Causas de lo que ocurre son varias. La de mayor incidencia y peso está en la politización de la justicia que surge de la intervención directa o indirecta del Gobierno, el Congreso y los partidos en la designación de la cúpula judicial. Nuestras Constituciones siempre ordenaron que el Ejecutivo, previo acuerdo con la corporación pública de elección popular, nombrara los tribunales superiores o enviara listas para su designación. El deterioro de nuestra vida política condujo a que en buen número de casos los magistrados llegaran al cargo a pagar las deudas de las campañas que habían adelantado para ser ternados o elegidos. Por ello, el Plebiscito de 1957 garantizó la independencia orgánica de la Rama Judicial, disponiendo que ninguna instancia política participara, así fuera indirectamente, en la elección de las cortes y tribunales. Adoptó la cooptación: las vacantes en la Corte Suprema y el Consejo de Estado serán “llenadas por la respectiva corporación”. Esta fórmula, que ordenó a la política manos fuera de la justicia, rigió durante 30 años y solo fue objeto de reparos que eran fácilmente subsanables.

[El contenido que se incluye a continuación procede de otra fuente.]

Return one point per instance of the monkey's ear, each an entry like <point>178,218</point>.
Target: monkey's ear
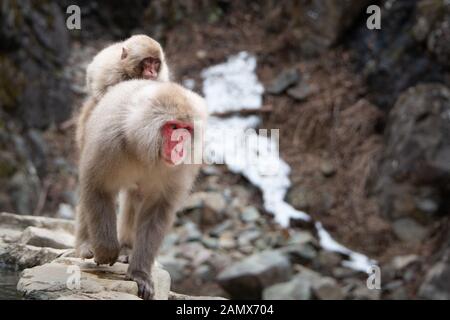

Pero la Constituyente de 1991, equivocadamente, creó una especie de cordón umbilical entre el Gobierno, el Consejo Superior de la Judicatura, las altas cortes y el manejo de la carrera judicial: ordenó que el Ejecutivo envíe las ternas de las que el Congreso elija una de las salas del Consejo Superior que, a su vez, integra las listas de candidatos para la designación de magistrados de la Corte Suprema y el Consejo de Estado. Se transmitieron así a la Rama Judicial vicios y prácticas de nuestro desgastado mundo político.
Por ello, el debate sobre la reforma judicial no se adelanta en términos fundamentalmente técnicos, como debería ser, pues las cortes que intervienen en la elaboración de los proyectos y decidirán sobre su validez jurídica lo hacen con motivaciones políticas, a veces referidas al estatus de sus miembros, y el Congreso decide igualmente con base en consideraciones políticas.
Como lo anotado hace parte de nuestra normativa constitucional y ni el Congreso ni las cortes tienen interés en cambiarla, para muchos la reforma solo la hará una asamblea constituyente o el pueblo mediante referendo. Sin embargo, ninguna de estas dos fórmulas es viable en la coyuntura actual. La primera exige una ley que pregunte al pueblo si convoca a la asamblea y si responde afirmativamente habría nueva votación que la elija. Y el referendo requiere una ley que incorpore las preguntas que debe responder la ciudadanía y luego la votación de cada una de ellas.
Por eso, el tema debe plantearse de otra manera: estamos viviendo acaso situaciones comparables con las de 1957 y 1991 cuando se votó un plebiscito, que técnicamente fue un referendo, y se convocó una constituyente, figuras que no estaban previstas ni reglamentados en la normativa vigente, pero que las circunstancias impusieron, porque era necesario que el sistema político sobreviviera e hiciera suyas las reformas que necesitaba. En ambos casos se invocó la consecución de la paz, alterada en los años cincuenta por una verdadera guerra civil y en los ochenta por la acción de uno de los mayores actores del conflicto. Por esa razón se acudió a instrumentos y mecanismos supra o extraconstitucionales que también requieren situaciones políticas particularmente excepcionales.